Inside the United States, however, a "Middle East peace business" of lobbyists and communications professionals and arms salesman and others want the business to go on and on -- not getting this package of problems resolved any time soon.

When the Japanese government was trying to figure out ways to liberalize its highly regulated economy in the 1980s but didn't want to take the political heat from outraged domestic constituents, it conspired with the United States to get the US to demand certain changes that Japan's bureaucrats were secretly calling for.

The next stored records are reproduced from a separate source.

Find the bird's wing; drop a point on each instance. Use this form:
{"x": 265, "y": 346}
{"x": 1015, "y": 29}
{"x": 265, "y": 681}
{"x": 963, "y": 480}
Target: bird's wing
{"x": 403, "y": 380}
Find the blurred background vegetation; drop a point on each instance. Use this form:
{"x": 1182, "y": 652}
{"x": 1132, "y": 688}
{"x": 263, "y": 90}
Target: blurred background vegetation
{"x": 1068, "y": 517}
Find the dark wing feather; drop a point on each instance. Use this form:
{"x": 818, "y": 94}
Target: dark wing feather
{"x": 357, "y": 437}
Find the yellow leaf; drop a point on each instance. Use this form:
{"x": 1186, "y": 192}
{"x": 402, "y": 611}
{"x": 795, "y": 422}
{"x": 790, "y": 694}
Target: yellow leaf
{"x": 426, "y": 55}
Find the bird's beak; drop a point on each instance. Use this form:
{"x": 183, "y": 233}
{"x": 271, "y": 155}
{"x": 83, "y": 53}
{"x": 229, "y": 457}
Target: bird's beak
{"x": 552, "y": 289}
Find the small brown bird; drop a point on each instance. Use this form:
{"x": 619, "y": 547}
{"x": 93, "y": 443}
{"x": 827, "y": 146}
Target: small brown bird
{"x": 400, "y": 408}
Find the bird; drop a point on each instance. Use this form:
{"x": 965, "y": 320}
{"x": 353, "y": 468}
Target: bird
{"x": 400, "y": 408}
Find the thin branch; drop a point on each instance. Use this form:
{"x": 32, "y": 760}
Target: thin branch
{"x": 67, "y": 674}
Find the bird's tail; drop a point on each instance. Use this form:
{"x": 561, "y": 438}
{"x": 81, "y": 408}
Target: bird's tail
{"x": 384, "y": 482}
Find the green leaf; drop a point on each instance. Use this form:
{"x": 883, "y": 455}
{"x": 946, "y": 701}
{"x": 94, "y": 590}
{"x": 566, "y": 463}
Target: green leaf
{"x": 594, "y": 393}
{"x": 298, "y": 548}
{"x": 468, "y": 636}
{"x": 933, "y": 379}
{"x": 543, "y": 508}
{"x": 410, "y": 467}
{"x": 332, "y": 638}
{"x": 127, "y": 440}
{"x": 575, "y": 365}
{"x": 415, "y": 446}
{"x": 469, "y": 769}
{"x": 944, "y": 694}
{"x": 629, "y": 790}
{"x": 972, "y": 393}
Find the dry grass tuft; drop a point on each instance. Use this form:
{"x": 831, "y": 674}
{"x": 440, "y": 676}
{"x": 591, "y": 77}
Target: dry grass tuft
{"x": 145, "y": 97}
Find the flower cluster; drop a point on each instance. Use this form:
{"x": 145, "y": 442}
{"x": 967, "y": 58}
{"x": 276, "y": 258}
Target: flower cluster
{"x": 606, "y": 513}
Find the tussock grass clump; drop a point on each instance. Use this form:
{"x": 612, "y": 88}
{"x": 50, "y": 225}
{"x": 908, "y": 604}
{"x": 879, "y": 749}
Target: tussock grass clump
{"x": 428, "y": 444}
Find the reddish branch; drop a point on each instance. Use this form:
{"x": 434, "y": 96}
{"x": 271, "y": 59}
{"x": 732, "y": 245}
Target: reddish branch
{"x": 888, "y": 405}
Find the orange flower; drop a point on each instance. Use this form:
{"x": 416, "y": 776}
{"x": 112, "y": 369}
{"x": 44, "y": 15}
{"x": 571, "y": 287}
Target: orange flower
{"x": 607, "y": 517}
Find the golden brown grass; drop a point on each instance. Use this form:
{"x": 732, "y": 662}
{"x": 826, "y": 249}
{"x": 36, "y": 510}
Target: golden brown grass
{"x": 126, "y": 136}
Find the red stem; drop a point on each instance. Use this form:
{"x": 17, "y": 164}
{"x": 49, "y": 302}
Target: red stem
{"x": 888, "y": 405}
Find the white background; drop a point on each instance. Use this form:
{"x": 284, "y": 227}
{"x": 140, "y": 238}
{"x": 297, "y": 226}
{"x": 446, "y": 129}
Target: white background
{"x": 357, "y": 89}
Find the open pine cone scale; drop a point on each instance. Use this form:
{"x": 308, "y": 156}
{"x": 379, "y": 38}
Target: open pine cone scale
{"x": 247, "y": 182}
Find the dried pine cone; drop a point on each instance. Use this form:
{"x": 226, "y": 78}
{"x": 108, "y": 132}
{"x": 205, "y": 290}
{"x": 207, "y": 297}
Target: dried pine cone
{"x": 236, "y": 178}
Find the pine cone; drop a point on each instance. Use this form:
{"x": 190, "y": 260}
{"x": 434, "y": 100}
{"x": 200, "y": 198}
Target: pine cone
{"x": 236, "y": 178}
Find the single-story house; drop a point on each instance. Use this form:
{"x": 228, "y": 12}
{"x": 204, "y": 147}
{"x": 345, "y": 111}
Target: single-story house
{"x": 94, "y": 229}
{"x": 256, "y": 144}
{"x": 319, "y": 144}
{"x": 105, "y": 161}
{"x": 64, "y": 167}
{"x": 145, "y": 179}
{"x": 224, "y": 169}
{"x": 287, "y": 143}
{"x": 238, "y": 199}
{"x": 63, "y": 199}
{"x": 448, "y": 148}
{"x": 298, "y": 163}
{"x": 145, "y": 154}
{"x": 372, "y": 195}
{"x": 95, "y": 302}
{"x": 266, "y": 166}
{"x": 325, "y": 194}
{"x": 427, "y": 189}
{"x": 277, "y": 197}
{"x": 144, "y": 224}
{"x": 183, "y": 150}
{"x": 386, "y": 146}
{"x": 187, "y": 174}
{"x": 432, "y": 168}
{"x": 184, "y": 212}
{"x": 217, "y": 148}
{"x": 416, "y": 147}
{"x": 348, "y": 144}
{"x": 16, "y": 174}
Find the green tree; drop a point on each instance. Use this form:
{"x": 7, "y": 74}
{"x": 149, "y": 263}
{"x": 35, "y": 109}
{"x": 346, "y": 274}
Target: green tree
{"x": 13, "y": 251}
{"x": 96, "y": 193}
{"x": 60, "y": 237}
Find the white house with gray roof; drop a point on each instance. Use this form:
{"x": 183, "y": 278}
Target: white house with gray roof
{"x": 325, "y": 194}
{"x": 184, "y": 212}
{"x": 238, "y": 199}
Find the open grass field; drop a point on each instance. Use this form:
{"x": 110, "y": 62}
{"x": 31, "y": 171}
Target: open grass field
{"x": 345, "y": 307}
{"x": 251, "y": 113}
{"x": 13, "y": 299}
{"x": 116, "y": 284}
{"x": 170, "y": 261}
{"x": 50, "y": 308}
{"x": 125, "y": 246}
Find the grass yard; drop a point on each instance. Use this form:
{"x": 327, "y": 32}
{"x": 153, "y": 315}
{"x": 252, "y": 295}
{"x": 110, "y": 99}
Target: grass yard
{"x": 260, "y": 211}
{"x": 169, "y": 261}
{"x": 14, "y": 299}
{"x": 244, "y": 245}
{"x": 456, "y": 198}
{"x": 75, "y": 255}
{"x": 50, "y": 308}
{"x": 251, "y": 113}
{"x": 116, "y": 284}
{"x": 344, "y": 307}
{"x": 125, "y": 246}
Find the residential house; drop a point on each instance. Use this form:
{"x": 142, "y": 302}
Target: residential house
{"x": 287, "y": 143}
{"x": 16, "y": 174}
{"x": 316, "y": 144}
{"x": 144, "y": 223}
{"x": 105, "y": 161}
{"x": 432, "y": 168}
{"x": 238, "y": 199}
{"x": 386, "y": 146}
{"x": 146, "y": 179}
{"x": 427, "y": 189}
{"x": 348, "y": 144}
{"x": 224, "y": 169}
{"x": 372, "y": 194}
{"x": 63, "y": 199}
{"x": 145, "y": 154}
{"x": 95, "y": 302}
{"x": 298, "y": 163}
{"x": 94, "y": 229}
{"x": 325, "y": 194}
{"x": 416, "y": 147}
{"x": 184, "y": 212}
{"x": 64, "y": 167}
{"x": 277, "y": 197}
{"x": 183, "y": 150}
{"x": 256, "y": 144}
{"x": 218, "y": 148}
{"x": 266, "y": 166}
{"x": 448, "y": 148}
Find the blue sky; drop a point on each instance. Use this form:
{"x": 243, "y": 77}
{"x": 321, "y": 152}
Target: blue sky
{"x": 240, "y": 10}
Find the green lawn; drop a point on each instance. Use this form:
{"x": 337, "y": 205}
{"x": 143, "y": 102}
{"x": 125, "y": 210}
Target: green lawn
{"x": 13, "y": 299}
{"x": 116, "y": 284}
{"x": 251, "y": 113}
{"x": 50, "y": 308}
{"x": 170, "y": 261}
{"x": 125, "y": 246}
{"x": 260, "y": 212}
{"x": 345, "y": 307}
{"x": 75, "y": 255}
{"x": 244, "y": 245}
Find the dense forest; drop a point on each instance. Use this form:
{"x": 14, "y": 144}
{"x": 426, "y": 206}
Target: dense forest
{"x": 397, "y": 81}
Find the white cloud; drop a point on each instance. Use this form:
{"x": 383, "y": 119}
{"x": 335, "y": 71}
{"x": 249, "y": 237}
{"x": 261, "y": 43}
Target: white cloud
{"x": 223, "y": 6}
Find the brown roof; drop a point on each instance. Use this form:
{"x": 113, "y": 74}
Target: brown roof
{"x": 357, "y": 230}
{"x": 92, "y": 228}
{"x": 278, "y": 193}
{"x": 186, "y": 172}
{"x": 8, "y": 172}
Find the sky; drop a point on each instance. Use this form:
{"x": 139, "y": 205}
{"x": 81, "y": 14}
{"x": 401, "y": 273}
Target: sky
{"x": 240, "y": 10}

This was called "Gaiatsu" or "foreign pressure." Gaiatsu was orchestrated by Japanese insiders to compel change inside Japan, but in a way that the governing LDP didn't make itself politically vulnerable.

Both Palestine and Israel need their own form of geopolitical gaiatsu from the US, from the Arab League, from the Quartet -- but this is not what Obama is giving them, and it is a mistake.

Barack Obama needs to get his groove back -- and needs to listen to the likes of Brent Scowcroft, Zbigniew Brzezinski, Thomas Pickering, Chuck Hagel, Rita Hauser, Carla Hills, and many others who have been telling him to define in greater detail his expectations of the political endgame between Israel and Palestine.

Obama needs to make Palestinian and Israeli civil society react to defined American preferences and American vision, buttressed by concerned allies and neighbors in the region.

Right now, all that seems to be happening is Barack Obama subordinating his vision to one defined by Benjamin Netanyahu.

That leaves those like Mahmoud Abbas with little choice but to embarrass the United States, to demand that Palestinians aren't going to take it any more, aren't going to wait any longer, and are now going to demand a seat in front of the bus.

-- This article first appeared at The Atlantic where Steve Clemons is Washington Editor at Large.